While today was another celebration of self-care, it happened in opposing ways. It started off with dragging my ass to yoga after my 3-hour class this morning. I really didn’t want to go, and would have much rather gone home to eat lunch and possibly take a nap.
I went anyway.
And this time, instead of judging myself in the mirror, I found a spot with a beautiful view of the mountains and nowhere near a place where my reflection would distract me.
After class I was able to go home and eat, and eventually rest for a bit. I was glad I gave myself the opportunity to move my body and then the reward of some relaxation time.
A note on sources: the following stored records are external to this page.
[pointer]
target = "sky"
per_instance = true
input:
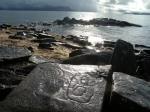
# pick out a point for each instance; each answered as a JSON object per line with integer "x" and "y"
{"x": 89, "y": 5}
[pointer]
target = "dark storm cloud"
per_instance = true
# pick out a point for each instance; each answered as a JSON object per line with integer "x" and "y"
{"x": 74, "y": 4}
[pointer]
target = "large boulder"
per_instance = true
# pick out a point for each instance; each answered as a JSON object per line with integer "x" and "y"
{"x": 101, "y": 58}
{"x": 129, "y": 94}
{"x": 123, "y": 59}
{"x": 81, "y": 51}
{"x": 12, "y": 53}
{"x": 59, "y": 88}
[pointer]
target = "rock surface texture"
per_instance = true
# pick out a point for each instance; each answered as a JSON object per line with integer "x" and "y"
{"x": 123, "y": 59}
{"x": 55, "y": 88}
{"x": 129, "y": 94}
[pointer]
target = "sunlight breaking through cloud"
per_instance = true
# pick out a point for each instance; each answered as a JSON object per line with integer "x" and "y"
{"x": 128, "y": 6}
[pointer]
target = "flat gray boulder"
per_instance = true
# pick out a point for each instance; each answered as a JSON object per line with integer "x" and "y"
{"x": 10, "y": 53}
{"x": 129, "y": 94}
{"x": 59, "y": 88}
{"x": 123, "y": 59}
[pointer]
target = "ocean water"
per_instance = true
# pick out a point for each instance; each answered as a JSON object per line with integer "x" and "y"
{"x": 135, "y": 35}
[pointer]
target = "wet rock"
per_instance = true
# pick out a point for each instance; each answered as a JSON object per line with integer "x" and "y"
{"x": 143, "y": 70}
{"x": 45, "y": 40}
{"x": 8, "y": 81}
{"x": 12, "y": 53}
{"x": 129, "y": 94}
{"x": 123, "y": 59}
{"x": 70, "y": 45}
{"x": 96, "y": 21}
{"x": 141, "y": 46}
{"x": 38, "y": 59}
{"x": 43, "y": 35}
{"x": 45, "y": 46}
{"x": 109, "y": 44}
{"x": 19, "y": 35}
{"x": 78, "y": 40}
{"x": 55, "y": 88}
{"x": 102, "y": 58}
{"x": 81, "y": 51}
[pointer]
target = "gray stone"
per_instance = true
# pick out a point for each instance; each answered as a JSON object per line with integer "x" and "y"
{"x": 38, "y": 59}
{"x": 59, "y": 88}
{"x": 45, "y": 46}
{"x": 10, "y": 53}
{"x": 81, "y": 51}
{"x": 123, "y": 59}
{"x": 129, "y": 94}
{"x": 102, "y": 58}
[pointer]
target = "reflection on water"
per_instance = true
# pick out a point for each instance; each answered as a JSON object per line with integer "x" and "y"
{"x": 131, "y": 34}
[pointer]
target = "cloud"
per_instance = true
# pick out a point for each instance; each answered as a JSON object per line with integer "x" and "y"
{"x": 135, "y": 6}
{"x": 74, "y": 4}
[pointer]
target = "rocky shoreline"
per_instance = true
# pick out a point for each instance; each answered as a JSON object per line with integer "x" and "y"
{"x": 43, "y": 72}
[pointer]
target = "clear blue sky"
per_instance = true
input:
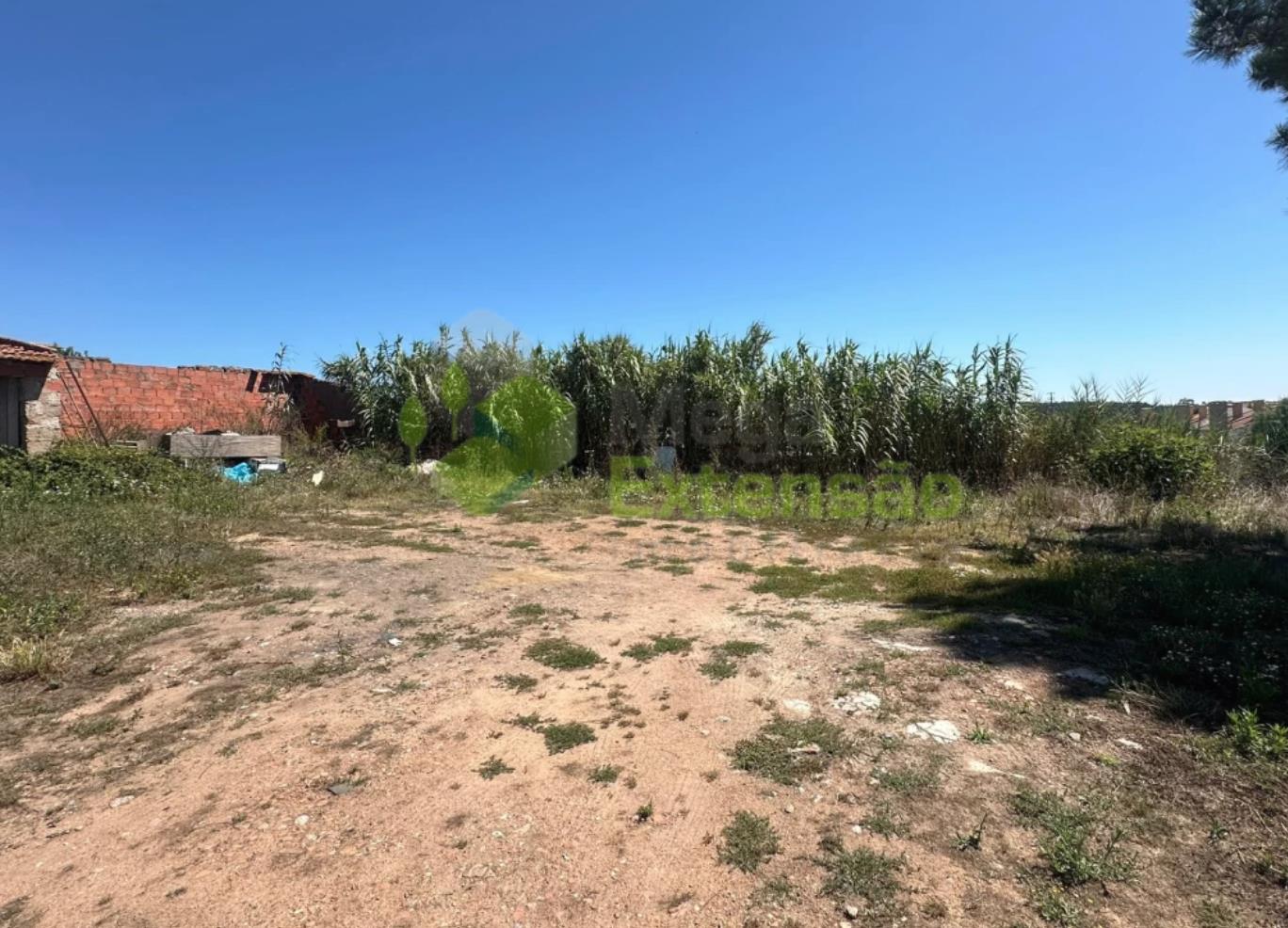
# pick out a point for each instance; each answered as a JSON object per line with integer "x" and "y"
{"x": 195, "y": 183}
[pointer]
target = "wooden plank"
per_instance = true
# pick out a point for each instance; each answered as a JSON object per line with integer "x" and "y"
{"x": 188, "y": 444}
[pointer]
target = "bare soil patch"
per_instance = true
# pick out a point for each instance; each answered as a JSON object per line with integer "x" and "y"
{"x": 371, "y": 741}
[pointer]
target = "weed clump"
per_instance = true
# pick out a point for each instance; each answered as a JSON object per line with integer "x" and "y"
{"x": 861, "y": 874}
{"x": 1078, "y": 847}
{"x": 493, "y": 767}
{"x": 562, "y": 654}
{"x": 660, "y": 645}
{"x": 748, "y": 842}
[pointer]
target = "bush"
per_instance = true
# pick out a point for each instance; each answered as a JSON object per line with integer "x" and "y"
{"x": 1270, "y": 430}
{"x": 1253, "y": 739}
{"x": 76, "y": 469}
{"x": 1159, "y": 462}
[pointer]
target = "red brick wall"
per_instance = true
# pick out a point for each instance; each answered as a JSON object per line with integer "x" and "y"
{"x": 136, "y": 398}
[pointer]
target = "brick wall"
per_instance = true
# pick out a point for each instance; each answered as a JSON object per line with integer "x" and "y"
{"x": 137, "y": 399}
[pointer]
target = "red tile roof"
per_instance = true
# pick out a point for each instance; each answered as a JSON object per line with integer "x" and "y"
{"x": 11, "y": 349}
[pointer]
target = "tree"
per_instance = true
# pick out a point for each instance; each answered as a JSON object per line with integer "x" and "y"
{"x": 1229, "y": 30}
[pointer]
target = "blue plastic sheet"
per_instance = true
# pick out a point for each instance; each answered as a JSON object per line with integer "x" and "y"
{"x": 241, "y": 473}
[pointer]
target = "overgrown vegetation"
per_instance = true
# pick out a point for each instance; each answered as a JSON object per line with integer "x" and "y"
{"x": 748, "y": 842}
{"x": 562, "y": 654}
{"x": 788, "y": 750}
{"x": 861, "y": 874}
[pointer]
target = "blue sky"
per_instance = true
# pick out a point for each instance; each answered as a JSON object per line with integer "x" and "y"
{"x": 196, "y": 183}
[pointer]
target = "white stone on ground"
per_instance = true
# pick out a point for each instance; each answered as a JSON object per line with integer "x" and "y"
{"x": 1086, "y": 675}
{"x": 939, "y": 731}
{"x": 857, "y": 701}
{"x": 900, "y": 647}
{"x": 798, "y": 707}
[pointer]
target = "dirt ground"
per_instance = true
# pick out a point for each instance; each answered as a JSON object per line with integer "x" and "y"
{"x": 310, "y": 753}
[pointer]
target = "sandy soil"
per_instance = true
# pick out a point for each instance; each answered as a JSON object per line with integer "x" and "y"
{"x": 207, "y": 804}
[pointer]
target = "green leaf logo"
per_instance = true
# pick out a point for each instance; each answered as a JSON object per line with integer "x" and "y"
{"x": 412, "y": 424}
{"x": 455, "y": 392}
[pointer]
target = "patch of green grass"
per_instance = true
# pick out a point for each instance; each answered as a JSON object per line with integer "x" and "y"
{"x": 519, "y": 682}
{"x": 741, "y": 648}
{"x": 719, "y": 668}
{"x": 1055, "y": 906}
{"x": 560, "y": 738}
{"x": 885, "y": 823}
{"x": 1078, "y": 846}
{"x": 973, "y": 840}
{"x": 660, "y": 645}
{"x": 860, "y": 874}
{"x": 493, "y": 767}
{"x": 523, "y": 543}
{"x": 94, "y": 726}
{"x": 1215, "y": 914}
{"x": 604, "y": 774}
{"x": 314, "y": 675}
{"x": 562, "y": 654}
{"x": 748, "y": 842}
{"x": 916, "y": 779}
{"x": 788, "y": 750}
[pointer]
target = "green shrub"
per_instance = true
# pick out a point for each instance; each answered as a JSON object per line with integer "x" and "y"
{"x": 1253, "y": 739}
{"x": 1151, "y": 459}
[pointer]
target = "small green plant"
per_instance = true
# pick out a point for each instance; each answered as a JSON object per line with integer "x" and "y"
{"x": 748, "y": 842}
{"x": 560, "y": 738}
{"x": 741, "y": 648}
{"x": 562, "y": 654}
{"x": 493, "y": 767}
{"x": 604, "y": 774}
{"x": 777, "y": 891}
{"x": 1078, "y": 846}
{"x": 519, "y": 682}
{"x": 860, "y": 874}
{"x": 661, "y": 644}
{"x": 787, "y": 750}
{"x": 882, "y": 822}
{"x": 974, "y": 840}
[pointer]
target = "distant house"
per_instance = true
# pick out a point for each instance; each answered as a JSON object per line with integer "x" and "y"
{"x": 45, "y": 396}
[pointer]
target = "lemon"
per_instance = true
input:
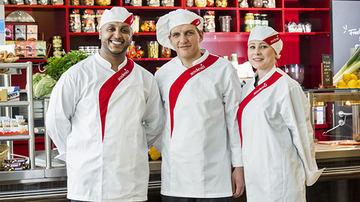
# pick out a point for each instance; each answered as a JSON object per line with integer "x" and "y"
{"x": 341, "y": 84}
{"x": 352, "y": 83}
{"x": 354, "y": 77}
{"x": 347, "y": 77}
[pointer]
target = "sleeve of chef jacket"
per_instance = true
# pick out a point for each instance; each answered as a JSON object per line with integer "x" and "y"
{"x": 295, "y": 111}
{"x": 231, "y": 98}
{"x": 58, "y": 117}
{"x": 153, "y": 118}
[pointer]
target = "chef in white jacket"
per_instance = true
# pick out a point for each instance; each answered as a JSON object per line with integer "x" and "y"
{"x": 103, "y": 115}
{"x": 277, "y": 137}
{"x": 200, "y": 92}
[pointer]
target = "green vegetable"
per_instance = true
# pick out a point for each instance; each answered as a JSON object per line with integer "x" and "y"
{"x": 351, "y": 66}
{"x": 44, "y": 87}
{"x": 57, "y": 66}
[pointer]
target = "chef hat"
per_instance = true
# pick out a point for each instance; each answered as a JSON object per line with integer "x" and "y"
{"x": 117, "y": 14}
{"x": 173, "y": 19}
{"x": 269, "y": 35}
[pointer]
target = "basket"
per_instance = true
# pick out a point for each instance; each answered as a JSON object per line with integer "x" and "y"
{"x": 4, "y": 149}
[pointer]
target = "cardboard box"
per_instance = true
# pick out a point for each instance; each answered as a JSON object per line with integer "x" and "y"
{"x": 20, "y": 32}
{"x": 3, "y": 95}
{"x": 32, "y": 31}
{"x": 30, "y": 49}
{"x": 20, "y": 48}
{"x": 9, "y": 32}
{"x": 40, "y": 48}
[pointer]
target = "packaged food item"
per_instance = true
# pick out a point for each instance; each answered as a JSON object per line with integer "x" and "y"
{"x": 136, "y": 2}
{"x": 249, "y": 22}
{"x": 153, "y": 3}
{"x": 165, "y": 52}
{"x": 243, "y": 4}
{"x": 148, "y": 26}
{"x": 88, "y": 21}
{"x": 98, "y": 15}
{"x": 225, "y": 23}
{"x": 103, "y": 2}
{"x": 221, "y": 3}
{"x": 75, "y": 21}
{"x": 153, "y": 49}
{"x": 209, "y": 21}
{"x": 131, "y": 52}
{"x": 200, "y": 3}
{"x": 167, "y": 3}
{"x": 139, "y": 52}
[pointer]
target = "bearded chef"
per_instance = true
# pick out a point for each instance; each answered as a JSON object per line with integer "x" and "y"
{"x": 200, "y": 92}
{"x": 277, "y": 137}
{"x": 104, "y": 113}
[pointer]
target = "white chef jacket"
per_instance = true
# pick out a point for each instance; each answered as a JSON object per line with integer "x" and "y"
{"x": 197, "y": 154}
{"x": 105, "y": 161}
{"x": 277, "y": 140}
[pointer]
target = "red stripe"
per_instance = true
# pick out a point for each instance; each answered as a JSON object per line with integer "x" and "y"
{"x": 254, "y": 93}
{"x": 178, "y": 85}
{"x": 108, "y": 88}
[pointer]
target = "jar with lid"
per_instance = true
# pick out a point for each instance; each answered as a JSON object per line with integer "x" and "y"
{"x": 249, "y": 22}
{"x": 153, "y": 3}
{"x": 165, "y": 52}
{"x": 243, "y": 4}
{"x": 257, "y": 20}
{"x": 153, "y": 49}
{"x": 209, "y": 21}
{"x": 200, "y": 3}
{"x": 257, "y": 3}
{"x": 225, "y": 23}
{"x": 264, "y": 20}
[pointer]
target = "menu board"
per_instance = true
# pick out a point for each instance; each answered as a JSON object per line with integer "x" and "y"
{"x": 327, "y": 73}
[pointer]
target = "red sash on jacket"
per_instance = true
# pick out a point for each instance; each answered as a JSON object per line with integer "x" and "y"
{"x": 179, "y": 83}
{"x": 254, "y": 93}
{"x": 108, "y": 88}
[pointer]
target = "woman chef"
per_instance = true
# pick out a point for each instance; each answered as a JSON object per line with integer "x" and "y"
{"x": 277, "y": 136}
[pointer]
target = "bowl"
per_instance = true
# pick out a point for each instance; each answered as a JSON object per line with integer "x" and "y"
{"x": 296, "y": 72}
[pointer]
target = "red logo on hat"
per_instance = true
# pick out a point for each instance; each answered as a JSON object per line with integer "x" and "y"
{"x": 196, "y": 22}
{"x": 129, "y": 20}
{"x": 272, "y": 39}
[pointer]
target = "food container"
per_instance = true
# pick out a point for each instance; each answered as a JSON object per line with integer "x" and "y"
{"x": 153, "y": 49}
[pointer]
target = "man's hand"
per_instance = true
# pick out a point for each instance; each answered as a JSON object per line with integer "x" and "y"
{"x": 238, "y": 182}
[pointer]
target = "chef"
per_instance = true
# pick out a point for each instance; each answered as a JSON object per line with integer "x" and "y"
{"x": 104, "y": 113}
{"x": 277, "y": 137}
{"x": 200, "y": 92}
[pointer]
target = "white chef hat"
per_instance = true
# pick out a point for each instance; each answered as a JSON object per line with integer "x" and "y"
{"x": 117, "y": 14}
{"x": 269, "y": 35}
{"x": 173, "y": 19}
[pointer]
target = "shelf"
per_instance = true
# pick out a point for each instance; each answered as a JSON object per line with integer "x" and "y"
{"x": 14, "y": 137}
{"x": 14, "y": 104}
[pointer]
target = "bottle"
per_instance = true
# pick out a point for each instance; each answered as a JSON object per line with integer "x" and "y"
{"x": 257, "y": 20}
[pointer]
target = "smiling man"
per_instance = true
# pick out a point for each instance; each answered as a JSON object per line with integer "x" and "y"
{"x": 200, "y": 92}
{"x": 104, "y": 113}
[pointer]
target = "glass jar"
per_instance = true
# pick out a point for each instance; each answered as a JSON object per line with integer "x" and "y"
{"x": 153, "y": 49}
{"x": 243, "y": 4}
{"x": 249, "y": 22}
{"x": 131, "y": 52}
{"x": 209, "y": 21}
{"x": 225, "y": 23}
{"x": 165, "y": 52}
{"x": 264, "y": 20}
{"x": 153, "y": 3}
{"x": 257, "y": 20}
{"x": 136, "y": 23}
{"x": 200, "y": 3}
{"x": 257, "y": 3}
{"x": 148, "y": 26}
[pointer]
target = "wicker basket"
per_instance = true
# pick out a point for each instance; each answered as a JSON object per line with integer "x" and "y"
{"x": 4, "y": 149}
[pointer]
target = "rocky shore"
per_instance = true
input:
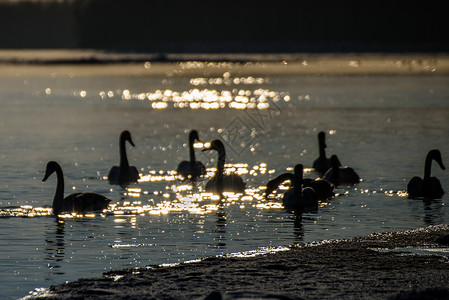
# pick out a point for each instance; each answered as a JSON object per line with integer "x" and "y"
{"x": 369, "y": 267}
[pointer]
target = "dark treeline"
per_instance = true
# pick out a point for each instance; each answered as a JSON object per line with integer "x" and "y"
{"x": 218, "y": 26}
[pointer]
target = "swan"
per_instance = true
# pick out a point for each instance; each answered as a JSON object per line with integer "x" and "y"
{"x": 340, "y": 175}
{"x": 192, "y": 168}
{"x": 324, "y": 189}
{"x": 429, "y": 186}
{"x": 77, "y": 202}
{"x": 123, "y": 174}
{"x": 297, "y": 196}
{"x": 221, "y": 182}
{"x": 322, "y": 163}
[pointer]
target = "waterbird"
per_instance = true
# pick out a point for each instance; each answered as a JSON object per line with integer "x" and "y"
{"x": 298, "y": 196}
{"x": 123, "y": 174}
{"x": 193, "y": 168}
{"x": 322, "y": 163}
{"x": 324, "y": 189}
{"x": 74, "y": 203}
{"x": 339, "y": 174}
{"x": 221, "y": 182}
{"x": 429, "y": 186}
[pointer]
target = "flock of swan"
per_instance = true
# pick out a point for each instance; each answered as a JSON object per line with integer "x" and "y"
{"x": 303, "y": 192}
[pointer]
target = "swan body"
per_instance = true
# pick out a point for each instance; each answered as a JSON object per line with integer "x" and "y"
{"x": 124, "y": 173}
{"x": 322, "y": 163}
{"x": 221, "y": 182}
{"x": 323, "y": 188}
{"x": 74, "y": 203}
{"x": 192, "y": 168}
{"x": 429, "y": 186}
{"x": 338, "y": 174}
{"x": 298, "y": 196}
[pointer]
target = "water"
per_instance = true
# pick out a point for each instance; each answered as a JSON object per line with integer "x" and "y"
{"x": 382, "y": 126}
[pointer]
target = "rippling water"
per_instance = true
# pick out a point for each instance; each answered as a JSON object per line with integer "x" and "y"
{"x": 382, "y": 126}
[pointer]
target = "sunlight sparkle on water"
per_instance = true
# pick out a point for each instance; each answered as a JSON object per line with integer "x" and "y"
{"x": 200, "y": 98}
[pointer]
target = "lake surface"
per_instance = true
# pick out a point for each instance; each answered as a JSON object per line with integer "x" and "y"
{"x": 382, "y": 126}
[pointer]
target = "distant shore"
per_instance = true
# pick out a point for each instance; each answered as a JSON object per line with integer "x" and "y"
{"x": 84, "y": 63}
{"x": 358, "y": 268}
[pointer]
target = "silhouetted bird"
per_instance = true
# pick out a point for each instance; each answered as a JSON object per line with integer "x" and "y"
{"x": 221, "y": 182}
{"x": 429, "y": 186}
{"x": 123, "y": 174}
{"x": 340, "y": 175}
{"x": 74, "y": 203}
{"x": 322, "y": 163}
{"x": 191, "y": 169}
{"x": 298, "y": 196}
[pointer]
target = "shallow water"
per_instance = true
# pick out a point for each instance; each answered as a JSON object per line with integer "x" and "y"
{"x": 382, "y": 126}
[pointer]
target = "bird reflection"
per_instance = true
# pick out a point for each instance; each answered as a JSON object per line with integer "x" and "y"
{"x": 221, "y": 228}
{"x": 55, "y": 247}
{"x": 298, "y": 228}
{"x": 433, "y": 214}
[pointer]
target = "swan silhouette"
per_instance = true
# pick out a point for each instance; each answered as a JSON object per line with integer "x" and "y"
{"x": 298, "y": 196}
{"x": 123, "y": 174}
{"x": 220, "y": 182}
{"x": 77, "y": 202}
{"x": 322, "y": 163}
{"x": 429, "y": 186}
{"x": 324, "y": 190}
{"x": 192, "y": 168}
{"x": 340, "y": 175}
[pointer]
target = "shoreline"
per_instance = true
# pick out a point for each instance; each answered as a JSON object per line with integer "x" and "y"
{"x": 361, "y": 267}
{"x": 88, "y": 63}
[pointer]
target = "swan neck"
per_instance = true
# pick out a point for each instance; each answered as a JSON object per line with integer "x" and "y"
{"x": 428, "y": 166}
{"x": 322, "y": 148}
{"x": 59, "y": 195}
{"x": 221, "y": 162}
{"x": 123, "y": 158}
{"x": 192, "y": 150}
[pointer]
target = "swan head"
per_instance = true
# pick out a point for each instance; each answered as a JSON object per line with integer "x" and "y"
{"x": 126, "y": 136}
{"x": 52, "y": 167}
{"x": 216, "y": 145}
{"x": 299, "y": 169}
{"x": 193, "y": 136}
{"x": 335, "y": 162}
{"x": 436, "y": 155}
{"x": 321, "y": 139}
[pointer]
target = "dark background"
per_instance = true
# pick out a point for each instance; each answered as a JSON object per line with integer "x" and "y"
{"x": 223, "y": 26}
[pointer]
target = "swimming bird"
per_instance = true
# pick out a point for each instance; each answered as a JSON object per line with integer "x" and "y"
{"x": 429, "y": 186}
{"x": 324, "y": 189}
{"x": 322, "y": 163}
{"x": 192, "y": 168}
{"x": 338, "y": 174}
{"x": 297, "y": 196}
{"x": 77, "y": 202}
{"x": 123, "y": 174}
{"x": 221, "y": 182}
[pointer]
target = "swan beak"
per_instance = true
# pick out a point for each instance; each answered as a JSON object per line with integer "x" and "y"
{"x": 45, "y": 177}
{"x": 207, "y": 147}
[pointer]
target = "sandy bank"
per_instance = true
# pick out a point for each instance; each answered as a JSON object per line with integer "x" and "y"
{"x": 346, "y": 269}
{"x": 76, "y": 63}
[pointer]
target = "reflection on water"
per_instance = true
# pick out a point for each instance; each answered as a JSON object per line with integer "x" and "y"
{"x": 380, "y": 125}
{"x": 55, "y": 247}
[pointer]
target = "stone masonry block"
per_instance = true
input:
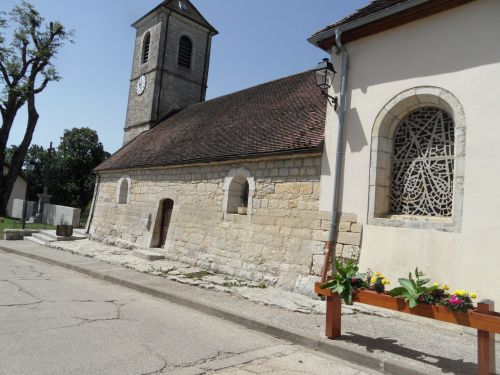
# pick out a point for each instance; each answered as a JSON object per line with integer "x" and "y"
{"x": 344, "y": 216}
{"x": 348, "y": 238}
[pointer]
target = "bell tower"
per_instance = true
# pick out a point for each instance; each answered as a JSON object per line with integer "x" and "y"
{"x": 170, "y": 65}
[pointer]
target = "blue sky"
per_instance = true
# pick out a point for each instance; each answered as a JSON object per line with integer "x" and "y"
{"x": 259, "y": 40}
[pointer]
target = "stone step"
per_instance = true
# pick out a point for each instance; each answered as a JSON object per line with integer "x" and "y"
{"x": 35, "y": 240}
{"x": 148, "y": 255}
{"x": 43, "y": 237}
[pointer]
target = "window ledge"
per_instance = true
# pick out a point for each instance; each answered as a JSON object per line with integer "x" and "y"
{"x": 443, "y": 224}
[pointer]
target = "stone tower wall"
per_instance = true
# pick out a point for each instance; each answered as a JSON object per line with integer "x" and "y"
{"x": 169, "y": 87}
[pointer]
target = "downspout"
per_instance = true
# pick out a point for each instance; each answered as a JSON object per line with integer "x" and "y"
{"x": 94, "y": 199}
{"x": 330, "y": 244}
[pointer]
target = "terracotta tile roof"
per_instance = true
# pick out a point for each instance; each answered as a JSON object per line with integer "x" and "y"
{"x": 278, "y": 117}
{"x": 374, "y": 7}
{"x": 189, "y": 11}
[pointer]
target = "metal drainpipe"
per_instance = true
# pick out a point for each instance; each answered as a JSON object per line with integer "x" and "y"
{"x": 94, "y": 200}
{"x": 330, "y": 244}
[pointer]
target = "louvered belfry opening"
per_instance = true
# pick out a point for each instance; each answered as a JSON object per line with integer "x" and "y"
{"x": 145, "y": 48}
{"x": 185, "y": 52}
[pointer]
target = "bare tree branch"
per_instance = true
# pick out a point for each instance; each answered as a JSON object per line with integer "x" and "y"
{"x": 41, "y": 87}
{"x": 5, "y": 75}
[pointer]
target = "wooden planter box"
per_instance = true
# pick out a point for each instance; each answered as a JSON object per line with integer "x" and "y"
{"x": 64, "y": 230}
{"x": 483, "y": 318}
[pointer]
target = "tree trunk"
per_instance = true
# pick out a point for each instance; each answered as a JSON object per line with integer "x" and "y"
{"x": 7, "y": 182}
{"x": 7, "y": 122}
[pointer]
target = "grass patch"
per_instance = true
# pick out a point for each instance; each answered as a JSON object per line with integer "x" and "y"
{"x": 198, "y": 275}
{"x": 8, "y": 223}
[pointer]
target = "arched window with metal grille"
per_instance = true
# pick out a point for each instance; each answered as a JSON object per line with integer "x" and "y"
{"x": 423, "y": 164}
{"x": 146, "y": 44}
{"x": 185, "y": 52}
Later that evening my back began to spasm a bit, an issue I’ve been dealing with for the last week. I made the decision to care for myself again and skipped my evening class. At first I felt the twinge of guilt seep in, but was able to recognize that sitting in a class for 3 hours was not going to help the situation.
Staying home and resting my back allowed for a pleasant evening. Instead of cramming food in my mouth, while frantically trying to get out the door, and feed the girls some semblance of a balanced meal, we sat down and savored our food. I also enjoyed time reading, albeit it was catching up on homework, while my daughters worked on theirs. Again, I was able to slow down and skip the chaos of leaving a 10 and 13 year-old home to fend for them selves- eat, do homework, wash up and be in bed by the time I return. Ha!
As I sit in bed writing this, still heating my back, I appreciate not having to continue chaos until late into the night. I still may be up for awhile as my teen finishes her math, but at least I know that I took the best care I could of my body today…and that is a win worth celebrating.